In October the OECD published the Secretariat Proposal for a “Unified Approach” (Pillar One) for taxing multinational enterprises, and opened for comments from the public.

The Tinius Trust view the current international tax system as dysfunctional and have forwarded the Trusts comments on the “Unified Approach” proposal to the OECD. The comments reflect the Trusts engagement to create a more level playing field between media businesses competing against the global tech companies.

Read the comments below:

Comments to the OECD Secretariat Proposal for a “Unified Approach” under Pillar One

The Tinius Trust is the largest shareholder of Schibsted Media Group, holding more than 25 per cent of the company’s shares. We work to ensure independent quality journalism through long-term, healthy financial development of the Schibsted Group.

We perceive the current international tax system as dysfunctional. The playing field for media businesses competing against the global tech companies is unlevelled. According to 2018 figures from the European Commission, global tech businesses pay a 9.5% average tax rate compared with 23.2% for traditional firms. Through this tax system and their documented breaches of European competition rules, the global tech giants in our opinion gain financial benefits at the expense of media groups.

In 2018, Google Norway paid NOKm 4 in taxes, Facebook Norway paid NOKm 2,9. Schibsted paid NOKm 264 last year.
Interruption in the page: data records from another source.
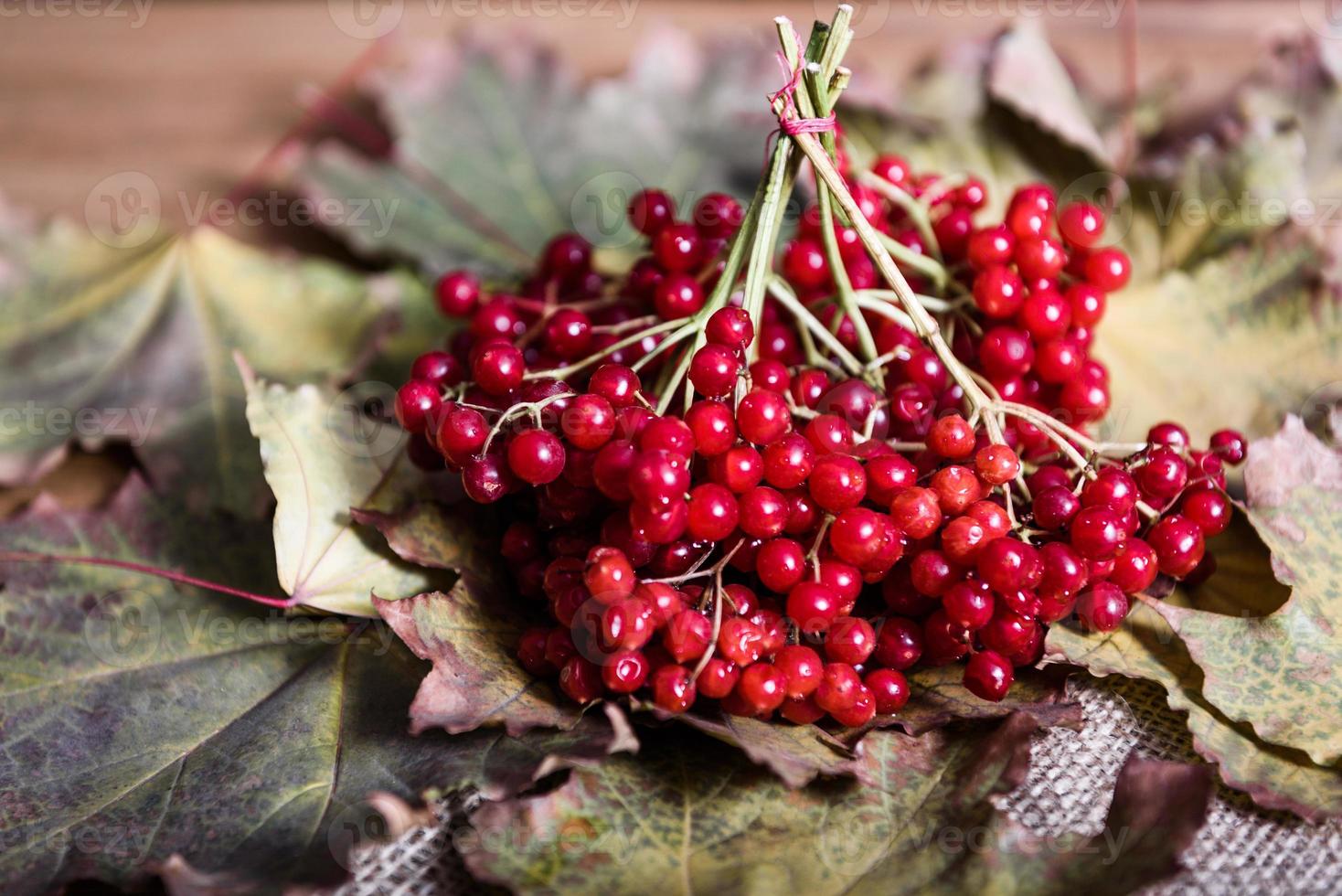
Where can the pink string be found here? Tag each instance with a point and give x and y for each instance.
(788, 120)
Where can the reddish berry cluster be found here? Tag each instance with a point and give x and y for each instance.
(794, 539)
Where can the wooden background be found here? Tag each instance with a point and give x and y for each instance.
(195, 94)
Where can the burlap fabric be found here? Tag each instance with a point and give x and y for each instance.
(1241, 849)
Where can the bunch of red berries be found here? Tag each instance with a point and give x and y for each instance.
(714, 503)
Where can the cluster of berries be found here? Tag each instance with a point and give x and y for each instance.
(799, 536)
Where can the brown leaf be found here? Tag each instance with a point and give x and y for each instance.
(470, 634)
(938, 698)
(1279, 672)
(1147, 648)
(793, 752)
(693, 816)
(1026, 75)
(136, 342)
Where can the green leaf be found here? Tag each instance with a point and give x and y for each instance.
(470, 636)
(136, 344)
(498, 148)
(1147, 648)
(144, 720)
(1279, 672)
(1252, 336)
(697, 817)
(796, 752)
(323, 459)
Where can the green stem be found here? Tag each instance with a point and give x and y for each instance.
(784, 296)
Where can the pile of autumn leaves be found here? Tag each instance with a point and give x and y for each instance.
(224, 732)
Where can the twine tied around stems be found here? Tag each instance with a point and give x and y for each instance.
(789, 120)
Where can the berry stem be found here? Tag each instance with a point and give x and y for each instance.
(925, 325)
(32, 557)
(783, 294)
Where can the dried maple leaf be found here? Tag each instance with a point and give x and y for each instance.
(472, 636)
(1253, 675)
(696, 817)
(1281, 672)
(136, 344)
(498, 148)
(1250, 324)
(143, 720)
(321, 463)
(470, 632)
According to estimates for 2019, Facebook and Google controls 80 % of Norway’s digital ad market (revenue).

On this background, we appreciate the “Unified Approach” proposal. We find it innovative and a positive move towards new tax policies in the digital economy. However, we fear the sheer complexity of the proposal will delay an effective implementation.

We welcome adjustments in the proposal on two areas:

  1. Profit reallocation: Due to the complexity of the proposed three-tier profit allocation, we fear only minimal amounts of tax revenue will be allocated to the countries where users of global tech businesses are domiciled. If the tax value of the proposal turns out to be minimal, it will continue to undermine the trust in a global tax cooperation within the digital economy.
  2. Risks of double taxation: The three-tier profit allocation mechanism must not result in any double taxation. We believe amount A and B should have a correlation, such as amount B and C. Furthermore, relief for losses must be included. We encourage the OECD to address and solve double taxation issues between the three types of taxable profit.

In addition to the work within OECD, we acknowledge unilateral approaches by some EU-countries to the digital tax challenge. These initiatives introduce a continuous pressure on the international process moving forward. They also bring legitimacy to national tax systems in the absence of an international agreement and a more level playing field. However, as soon as an OECD-proposal reaches a common agreement, these unilateral approaches should be replaced.

The fierce competition within the media and information business should mainly be fought through sustainable, innovative business development. Today’s dysfunctional tax system unfortunately makes this competition unfair and unjust.

Signed by Ole Jacob Sunde, Board Chair of the Tinius Trust, and Kjersti Løken Stavrum, CEO of the Tinius Trust.